When someone is arrested and found incompetent to stand trial, they're sent to the hospital's forensic ward to receive treatment to restore their competency. If treatment fails and the state wants to keep the person in custody for safety reasons, courts will dismiss the criminal charges and order them civilly committed. The patient is "flipped" from the forensics side to the civil side.

The number of forensic flips has varied over the past 10 years. It dropped to 102 in 2015 but this year reached 155 by the end of September, surpassing the 139 cases in all of 2017.

The increase in forensic transfers coincides with the uptick in assaults, records show.

When asked about the increase, Stowe referred the question to the courts. Dan Jackson, with the Washington attorney general's office, said they handle the cases after they're referred to their office by the hospital.

"We are not aware of any policy decision related to an increase in referrals," he said.

Staff say civilly committed patients who are violent should be moved to high-security wards. Stowe said they move violent patients if they commit a "serious assault" while on a civil ward.

But that's not happening, according to staff.

Several months before patient Christopher Adams Jones fractured nurse Bernia Garner's spine by jumping over a nursing station and knocking her to the ground, he assaulted Eloisa Panza, a mental health technician, according to a lawsuit filed by Garner.

Panza said Jones pushed her down and bit her leg. The attack forced her to miss three weeks of work. When she returned, Jones was still there. She said he grabbed Garner's arm on one occasion and then in September, he committed the assault that led to Garner's lawsuit, in which he also allegedly bit off her earlobe.

Jones was known for targeting female staff, Panza and other workers said.

Stowe declined to comment on Panza's claims.

NOT GUILTY BY REASON OF INSANITY

Staff also say the administration has moved people found not guilty by reason of insanity, or NGRI, into the civil wards. These are people who have committed serious crimes but were found criminally insane, so they're held in a secure psychiatric hospital instead of prison. Western State Hospital has special forensic wards for these patients.

When the AP asked how often they've transferred NGRI patients out of the forensic wards, Stowe said: "There have been no NGRI patients moved onto civil wards."

But in December 2017, the Washington Department of Health investigated a complaint about an NGRI patient who was moved to a civil ward, according to the agency's report.

The man, who had been charged in a double murder, lived on the specialized forensics unit for more than 30 years but was hospitalized for several medical issues, the report said. When he returned to Western State Hospital, they placed him in a civil commitment ward. Staff complained, fearing he might escape — a problem the hospital has faced in the past .

At the end of the investigation, health officials found there was a "cause for corrective action against Western State Hospital." At the time, the hospital was still in a probationary phase with the Centers for Medicare and Medicaid Services, and health officials said the federal agency would handle the violation.
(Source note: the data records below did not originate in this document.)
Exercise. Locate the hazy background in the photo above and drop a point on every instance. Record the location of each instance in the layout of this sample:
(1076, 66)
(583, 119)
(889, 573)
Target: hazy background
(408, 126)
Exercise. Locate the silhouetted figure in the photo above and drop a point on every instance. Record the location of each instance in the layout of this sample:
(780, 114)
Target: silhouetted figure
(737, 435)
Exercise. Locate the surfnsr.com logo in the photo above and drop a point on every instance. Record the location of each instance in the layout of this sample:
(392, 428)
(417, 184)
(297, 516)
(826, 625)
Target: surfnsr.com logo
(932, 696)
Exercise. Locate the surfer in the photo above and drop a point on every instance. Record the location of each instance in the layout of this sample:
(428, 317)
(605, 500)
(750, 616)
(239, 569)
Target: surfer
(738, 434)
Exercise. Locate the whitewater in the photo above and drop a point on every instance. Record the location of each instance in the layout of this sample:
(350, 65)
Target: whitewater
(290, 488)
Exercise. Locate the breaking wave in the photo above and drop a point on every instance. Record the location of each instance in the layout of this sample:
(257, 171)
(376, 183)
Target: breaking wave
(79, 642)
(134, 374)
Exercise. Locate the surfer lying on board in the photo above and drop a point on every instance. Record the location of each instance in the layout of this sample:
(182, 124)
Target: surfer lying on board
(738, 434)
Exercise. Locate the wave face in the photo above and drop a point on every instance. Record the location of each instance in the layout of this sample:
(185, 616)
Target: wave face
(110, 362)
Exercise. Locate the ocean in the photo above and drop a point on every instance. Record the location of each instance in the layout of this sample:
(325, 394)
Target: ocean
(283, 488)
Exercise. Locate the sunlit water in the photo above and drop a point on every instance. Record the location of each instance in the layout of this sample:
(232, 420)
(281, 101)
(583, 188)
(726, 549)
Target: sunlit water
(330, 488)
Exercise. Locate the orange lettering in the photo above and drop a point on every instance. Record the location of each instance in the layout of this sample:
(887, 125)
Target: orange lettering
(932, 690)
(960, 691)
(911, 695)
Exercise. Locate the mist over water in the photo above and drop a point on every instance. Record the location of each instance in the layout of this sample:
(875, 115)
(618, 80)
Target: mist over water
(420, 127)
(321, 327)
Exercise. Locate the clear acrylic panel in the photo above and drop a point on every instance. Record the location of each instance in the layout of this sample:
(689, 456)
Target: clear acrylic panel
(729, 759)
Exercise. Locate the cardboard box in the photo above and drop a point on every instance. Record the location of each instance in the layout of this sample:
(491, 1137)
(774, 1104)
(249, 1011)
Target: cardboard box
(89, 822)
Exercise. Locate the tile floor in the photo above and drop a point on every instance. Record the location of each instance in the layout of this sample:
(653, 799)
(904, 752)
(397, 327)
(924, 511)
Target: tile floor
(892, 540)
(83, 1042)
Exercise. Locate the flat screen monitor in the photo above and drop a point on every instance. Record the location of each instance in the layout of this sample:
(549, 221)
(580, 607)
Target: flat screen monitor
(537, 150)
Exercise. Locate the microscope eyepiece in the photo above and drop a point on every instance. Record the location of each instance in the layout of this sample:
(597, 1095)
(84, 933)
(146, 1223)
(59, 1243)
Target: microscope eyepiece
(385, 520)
Holt, the hospital's CEO, recently sent an email to staff saying employee and patient safety is his No. 1 priority.

"Our team is working on a '10-Point Plan' for safety, including enclosing nurses' stations and creating an intensive ward for our most dangerous civil patients," he wrote.

Vilja said he applauds the promise of changes that staff have sought for years, but it's not enough.

"We demand so much overtime from our staff that the majority of our direct patient care workforce is perpetually exhausted," he said.